Predicate<Integer> l1 = x -> x == 1;
Predicate<Integer> l2 = y -> y == 1;

Answer

I’m going out on a limb with this answer, but it may be worth mentioning this:

There is no way to do this. As Brian Goetz pointed out in an answer to a related question, there are no specified, reliable ways of obtaining the “contents” of a lambda, in that sense.

But (and now comes the vague, handwaving part) :

There is no way to do this yet.

It might be possible to do this in the future. Maybe not with Java 9, but later. The Project Panama has ambituous goals, among them, giving the developer a deeper access to lambdas, aiding in further (runtime) optimizations, translations and processing.

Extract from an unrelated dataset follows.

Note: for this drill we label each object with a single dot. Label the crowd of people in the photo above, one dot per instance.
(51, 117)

And recently, Radosław Smogura posted in the mailing list :

I try to capture lambda expression to get them as expression tree during runtime. I’m able to do it for simple lambdas like (o) -> (var == var) && ((varX == varX) && (someField + 1 == 1)), so later user can use (missing) API to examine tree.

Right now tree can be accessed with code like this:

Method m = BasicMatadataTest.class.getDeclaredMethod("lambda$meta0");
Expression e = (Expression) m.invoke(null);
BinaryExpression top = (BinaryExpression) e;
BinaryExpression vars = (BinaryExpression) top.getLefthandExpression(); // represents (var == var)
(VariableExpression) vars.getLefthandExpression() // represents first var, and it’s reference equal to vars.getRighthandExpression() as it’s same variable 

The key point here may be the comment:

represents first var, and it’s reference equal to vars.getRighthandExpression() as it’s same variable

(e.b.m)

So if I understood your question and this mailing list post correctly, then it might be possible to determine the equivalence between such expressions: Comparing the tree structure would be fairly trivial (given the functionality sketched above). And then it might boil down to treating two VariableExpression as being “equal”, regardless of the actual variable name.

The mailing list message points to the repositories:

(Disclaimer: I have not tested this, and don’t know how to get this running (or whether it works at all) – but to my understanding, it is at least very close to what the question was actually about).